Automatic Eyeblink Artifact Removal From EEG Signal Using Wavelet Transform With Heuristically Optimized Threshold

Abstract

This paper proposes an automatic eyeblink artifacts removal method from corrupted-EEG signals using discrete wavelet transform (DWT) and meta-heuristically optimized threshold. The novel idea of thresholding approximation-coefficients (ACs) instead of detail-coefficients (DCs) of DWT of EEG in a backward manner is proposed for the first time for the removal of eyeblink artifacts. EEG is very sensitive and easily gets affected by eyeblink artifacts. First, the eyeblink corrupted EEG signals are identified using support vector machine (SVM) as a classifier. Then the corrupted EEG signal is decomposed using DWT up to the sixth level.

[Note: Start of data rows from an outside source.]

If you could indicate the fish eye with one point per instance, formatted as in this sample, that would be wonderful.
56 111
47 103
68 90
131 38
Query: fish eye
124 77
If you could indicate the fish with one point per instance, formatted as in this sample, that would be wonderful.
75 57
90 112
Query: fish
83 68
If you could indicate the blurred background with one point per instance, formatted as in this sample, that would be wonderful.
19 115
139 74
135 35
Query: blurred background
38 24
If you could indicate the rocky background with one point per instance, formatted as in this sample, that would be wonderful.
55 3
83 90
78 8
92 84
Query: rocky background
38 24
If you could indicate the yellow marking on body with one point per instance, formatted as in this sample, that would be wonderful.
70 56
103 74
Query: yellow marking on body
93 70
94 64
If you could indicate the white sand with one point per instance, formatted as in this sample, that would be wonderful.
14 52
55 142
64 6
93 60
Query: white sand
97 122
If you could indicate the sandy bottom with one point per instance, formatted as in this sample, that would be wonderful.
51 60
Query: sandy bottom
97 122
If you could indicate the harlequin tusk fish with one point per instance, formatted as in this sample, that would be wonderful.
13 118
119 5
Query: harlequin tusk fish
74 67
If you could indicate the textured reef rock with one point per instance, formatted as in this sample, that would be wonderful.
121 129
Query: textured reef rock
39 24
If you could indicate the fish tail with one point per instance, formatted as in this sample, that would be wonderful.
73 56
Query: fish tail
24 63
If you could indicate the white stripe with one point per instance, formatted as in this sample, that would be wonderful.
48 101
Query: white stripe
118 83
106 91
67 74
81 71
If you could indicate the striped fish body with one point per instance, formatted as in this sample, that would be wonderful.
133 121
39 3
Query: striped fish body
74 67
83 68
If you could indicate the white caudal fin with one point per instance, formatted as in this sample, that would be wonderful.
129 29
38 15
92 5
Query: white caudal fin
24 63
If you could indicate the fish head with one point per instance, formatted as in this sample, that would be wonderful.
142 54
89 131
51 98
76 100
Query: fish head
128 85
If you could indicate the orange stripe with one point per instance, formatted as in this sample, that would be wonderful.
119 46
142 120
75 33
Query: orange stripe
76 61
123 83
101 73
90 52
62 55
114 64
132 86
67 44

Both the mother wavelet and the level of decomposition are selected using appropriate techniques. Then the ACs are thresholded in backward manner using the optimum threshold values followed by inverse DWT operation to reconstruct the original EEG signal. The AC at level 6 is thresholded and is used in IDWT with DC to get back the AC at level 5. Likewise, the backward thresholding of the ACs followed by IDWT is continued till the artifact free EEG signal is reconstructed at level 1. The optimum values of the thresholds of the ACs at different levels are optimized using two meta-heuristic algorithms, particle swarm optimization (PSO) and grey wolf optimization (GWO) for comparison. The results reveal that the proposed methodology is superior to the recently reported methods in terms of average correlation coefficient (CC) which states that the proposed method is better in terms of the quality of reconstruction in addition to being fully automatic.